The Coast Guard disclosed the approximate location of the December 30 strike, noting that the War Department said people were in the water approximately 400 nautical miles southwest of the Mexico–Guatemala border.

The Coast Guard said that it coordinated more than 65 hours of search efforts, leveraging the efforts of vessels in the region and a Coast Guard aircraft launched from Sacramento. The search covered more than 1,090 nautical miles under “favorable visual conditions” with no sightings of survivors or even debris, according to a January 2 Coast Guard press release.

“Suspending a search is never easy and given the exhaustive search effort, lack of positive indications and declining probability of survival, we have suspended active search efforts pending further developments,” said U.S. Coast Guard Capt. Patrick Dill, chief of incident management, Southwest District, on January 2. “At this stage of the response, the likelihood of a successful outcome, based on elapsed time, environmental conditions, and available resources for a person in the water is very low.”

The Coast Guard did not respond to questions concerning those considered lost at sea.

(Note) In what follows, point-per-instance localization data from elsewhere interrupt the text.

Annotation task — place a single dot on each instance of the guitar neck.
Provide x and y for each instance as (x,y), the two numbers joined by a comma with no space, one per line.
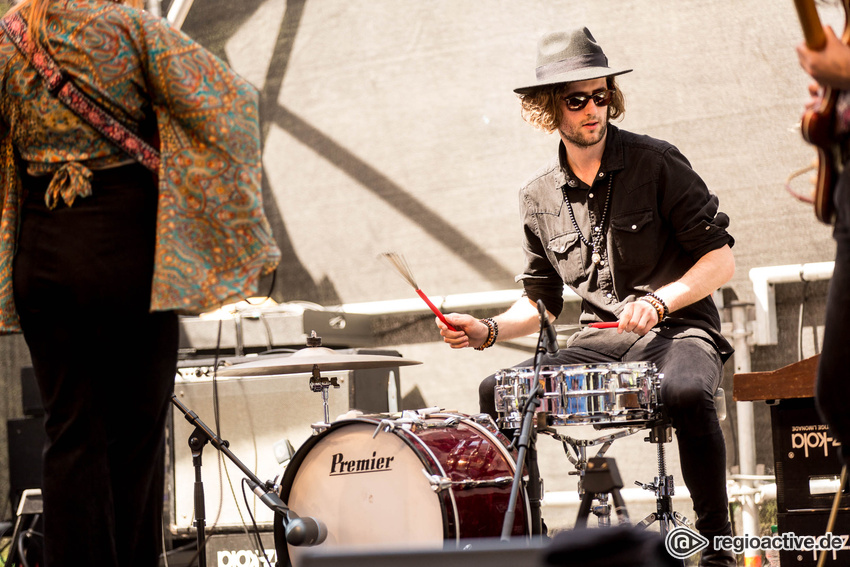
(810,22)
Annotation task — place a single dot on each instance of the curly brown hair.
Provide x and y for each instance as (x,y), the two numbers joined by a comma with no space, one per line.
(35,12)
(540,107)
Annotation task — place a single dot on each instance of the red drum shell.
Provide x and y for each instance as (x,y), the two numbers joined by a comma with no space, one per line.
(390,501)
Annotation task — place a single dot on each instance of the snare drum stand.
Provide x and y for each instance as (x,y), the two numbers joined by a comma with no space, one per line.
(527,437)
(602,477)
(659,434)
(587,490)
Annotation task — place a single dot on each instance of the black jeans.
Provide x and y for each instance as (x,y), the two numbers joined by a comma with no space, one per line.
(692,371)
(833,380)
(104,364)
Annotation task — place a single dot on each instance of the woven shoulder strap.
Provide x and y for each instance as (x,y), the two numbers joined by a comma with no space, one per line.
(61,85)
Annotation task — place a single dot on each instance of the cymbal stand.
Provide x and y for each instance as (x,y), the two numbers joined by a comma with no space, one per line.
(580,461)
(661,433)
(197,440)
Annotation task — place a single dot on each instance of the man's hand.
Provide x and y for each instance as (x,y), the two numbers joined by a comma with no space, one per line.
(830,66)
(470,331)
(637,317)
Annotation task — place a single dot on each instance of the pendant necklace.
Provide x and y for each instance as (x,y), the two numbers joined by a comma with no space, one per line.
(597,237)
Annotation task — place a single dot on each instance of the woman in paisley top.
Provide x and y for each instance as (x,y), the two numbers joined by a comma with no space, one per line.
(99,253)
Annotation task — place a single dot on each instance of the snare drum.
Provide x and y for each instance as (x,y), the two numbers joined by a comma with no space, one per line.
(417,480)
(623,393)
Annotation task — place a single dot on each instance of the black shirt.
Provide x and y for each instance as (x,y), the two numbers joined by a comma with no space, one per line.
(661,219)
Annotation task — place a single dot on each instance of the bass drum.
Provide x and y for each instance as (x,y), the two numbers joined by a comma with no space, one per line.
(419,480)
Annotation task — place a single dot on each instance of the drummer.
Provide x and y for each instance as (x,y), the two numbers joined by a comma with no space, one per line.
(626,223)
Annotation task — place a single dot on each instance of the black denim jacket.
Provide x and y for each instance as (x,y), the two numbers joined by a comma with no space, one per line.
(661,219)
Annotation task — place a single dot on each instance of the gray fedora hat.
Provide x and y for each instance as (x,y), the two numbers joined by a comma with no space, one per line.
(565,57)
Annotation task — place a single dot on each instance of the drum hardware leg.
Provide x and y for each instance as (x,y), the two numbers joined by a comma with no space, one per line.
(197,440)
(602,477)
(525,438)
(663,487)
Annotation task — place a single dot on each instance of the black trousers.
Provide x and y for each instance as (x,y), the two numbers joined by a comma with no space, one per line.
(833,380)
(692,372)
(104,364)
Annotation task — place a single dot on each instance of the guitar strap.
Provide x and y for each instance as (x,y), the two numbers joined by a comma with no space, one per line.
(61,85)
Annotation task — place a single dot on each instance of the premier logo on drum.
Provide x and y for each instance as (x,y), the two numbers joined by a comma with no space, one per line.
(340,466)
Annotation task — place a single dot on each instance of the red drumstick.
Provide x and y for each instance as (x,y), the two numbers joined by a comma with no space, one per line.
(398,262)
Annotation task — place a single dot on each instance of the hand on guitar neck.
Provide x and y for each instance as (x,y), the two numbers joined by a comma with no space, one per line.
(826,58)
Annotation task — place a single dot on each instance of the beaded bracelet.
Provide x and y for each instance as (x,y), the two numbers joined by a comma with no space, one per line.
(659,308)
(661,301)
(492,333)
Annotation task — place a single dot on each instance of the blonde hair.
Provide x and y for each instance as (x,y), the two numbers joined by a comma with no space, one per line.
(541,107)
(36,14)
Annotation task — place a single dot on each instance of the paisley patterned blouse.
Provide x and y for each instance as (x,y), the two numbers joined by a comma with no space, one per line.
(213,239)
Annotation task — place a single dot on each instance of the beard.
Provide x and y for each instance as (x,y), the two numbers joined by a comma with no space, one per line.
(576,136)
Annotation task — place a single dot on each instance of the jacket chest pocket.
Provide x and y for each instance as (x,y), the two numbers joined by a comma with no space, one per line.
(565,251)
(635,238)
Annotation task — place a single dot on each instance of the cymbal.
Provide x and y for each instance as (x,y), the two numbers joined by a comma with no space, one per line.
(327,360)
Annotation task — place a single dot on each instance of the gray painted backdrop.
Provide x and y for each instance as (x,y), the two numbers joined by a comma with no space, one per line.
(391,125)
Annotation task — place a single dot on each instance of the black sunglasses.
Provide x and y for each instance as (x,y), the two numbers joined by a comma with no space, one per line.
(600,98)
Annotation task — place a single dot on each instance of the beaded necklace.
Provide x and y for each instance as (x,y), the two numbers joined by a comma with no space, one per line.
(597,242)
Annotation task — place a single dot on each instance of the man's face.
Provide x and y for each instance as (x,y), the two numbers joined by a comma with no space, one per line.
(588,126)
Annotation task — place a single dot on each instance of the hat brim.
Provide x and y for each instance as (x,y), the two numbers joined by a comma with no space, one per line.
(585,74)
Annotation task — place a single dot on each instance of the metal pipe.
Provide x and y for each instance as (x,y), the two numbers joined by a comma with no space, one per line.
(178,11)
(461,302)
(764,279)
(746,430)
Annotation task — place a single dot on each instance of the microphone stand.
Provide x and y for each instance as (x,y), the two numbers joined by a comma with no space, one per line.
(525,436)
(200,437)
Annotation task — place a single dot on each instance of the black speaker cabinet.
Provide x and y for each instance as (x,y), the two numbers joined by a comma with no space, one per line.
(30,396)
(26,443)
(806,454)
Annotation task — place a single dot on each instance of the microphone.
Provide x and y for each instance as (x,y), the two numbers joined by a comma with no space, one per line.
(305,531)
(545,325)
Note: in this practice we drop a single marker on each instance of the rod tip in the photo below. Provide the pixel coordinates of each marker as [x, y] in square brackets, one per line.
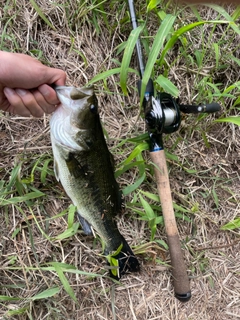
[183, 297]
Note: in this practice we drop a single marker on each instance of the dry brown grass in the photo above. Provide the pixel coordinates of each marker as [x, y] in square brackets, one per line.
[212, 255]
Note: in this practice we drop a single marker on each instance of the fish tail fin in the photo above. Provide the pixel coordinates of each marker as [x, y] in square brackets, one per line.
[123, 261]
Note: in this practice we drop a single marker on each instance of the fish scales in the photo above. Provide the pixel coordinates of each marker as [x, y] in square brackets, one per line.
[84, 167]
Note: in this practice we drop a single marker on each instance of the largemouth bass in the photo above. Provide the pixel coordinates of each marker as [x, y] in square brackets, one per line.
[83, 165]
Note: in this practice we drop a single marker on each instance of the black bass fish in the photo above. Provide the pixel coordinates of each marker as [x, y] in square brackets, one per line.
[83, 165]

Baumgartner, who began his Coast Guard career at sea and commanded two Coast Guard ships, said that the survivors were unlikely to have lived very long after leaping into the ocean to avoid a missile strike. “If they didn’t have life jackets on, they may well have perished within 30 minutes or so,” he said, citing the extreme wind and sea conditions. “A good swimmer, a fisherman perhaps, might have lasted a little longer than that.”

The boat strikes which began in the Caribbean and spread to the Pacific were the first attacks of a campaign of military and CIA operations that culminated in strikes on Venezuela and the kidnapping of that country’s president, Nicolás Maduro, on Saturday.